Father D’Amico, pastor of Our Lady of the Miraculous Medal Parish in Meadow Lands, stressed the importance of encouraging cultural diversity in parishes. He noted how far people travel to attend his parish’s Spanish language Mass and suggested that other parishes offer some prayers in Spanish. Masses also must be family-friendly, especially for those with small children, and religious art should include people of color, he said.

The evangelization summit held Oct. 2 at St. Paul Seminary was intended to build relationships among parish leaders, share updates about successful outreach efforts, and help participants develop new ideas together.

“Often times, those involved in ministry don’t have many opportunities to meet with other leaders and learn from one another,” said Father Alexander Wroblicky, associate director for evangelization and missionary outreach for the diocese. “The summit provided a chance to be renewed by those who share a common purpose and passion.”
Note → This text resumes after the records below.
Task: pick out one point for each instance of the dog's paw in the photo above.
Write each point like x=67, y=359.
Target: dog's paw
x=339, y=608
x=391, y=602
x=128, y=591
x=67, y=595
Jean Pascale and Janet Crespi of St. James the Apostle Parish in Pulaski described their “old-fashioned evangelization” approach to inviting people to their ChristLife series. They sent a mailer to 10,000 homes, which included an invitation welcoming those whose “faith has grown tired, stale, and stagnant.” More than 150 people signed up, including 31 from other faith traditions. One woman had been away from the Catholic Church for 50 years.

“St. James parishioners are hungry for souls, and they have a deep commitment to their community,” said Michel Therrien, director for evangelization and missionary outreach for the diocese.

Summit participants came away energized by the gathering.

“I love being in a room filled with other people who are on fire for the Lord,” said Carol Dello Stritto, who, with her husband Joe, is an evangelization co-lead at Our Lady of Joy Parish in Holiday Park.

Carlotta Black, an evangelization volunteer at St. Benedict the Moor Parish in Pittsburgh’s Hill District, knows that reaching out to the unchurched is vital to growth.

“One of the biggest challenges is bringing Jesus to others outside of our faith,” Black said. “The summit was a valuable experience, hearing what is happening at other parishes.”

“This was an excellent meeting, the best I’ve attended in years,” said Dave Van Vickle, director of evangelization at St. Bonaventure Parish in Shaler. “I loved hearing how different ideas are working in particular parishes.”

Jim Zern, who helps lead evangelization efforts at St. Gabriel of the Sorrowful Virgin Parish in Whitehall, spoke about “The Impact of Encounter.” He admitted that while helping present ChristLife, he realized he never knew who Jesus was.

“He was always waiting patiently for me,” Zern said. “I was always resisting, until finally I accepted Jesus’ love in my heart and knew I needed to bring it to others.”

Summit participants also wrote up summaries of evangelization efforts at their parishes. For instance, young parishioners at St. Mary of the Assumption Parish in Glenshaw have “adopted” needy students at a Spiritan mission in southern Ethiopia, and raise funds to provide supplies. St. Catherine of Siena Parish in Pittsburgh’s Beechview neighborhood hosts a “community coffeehouse” two evenings a month, which draws people who are non-religious, as well as parishioners.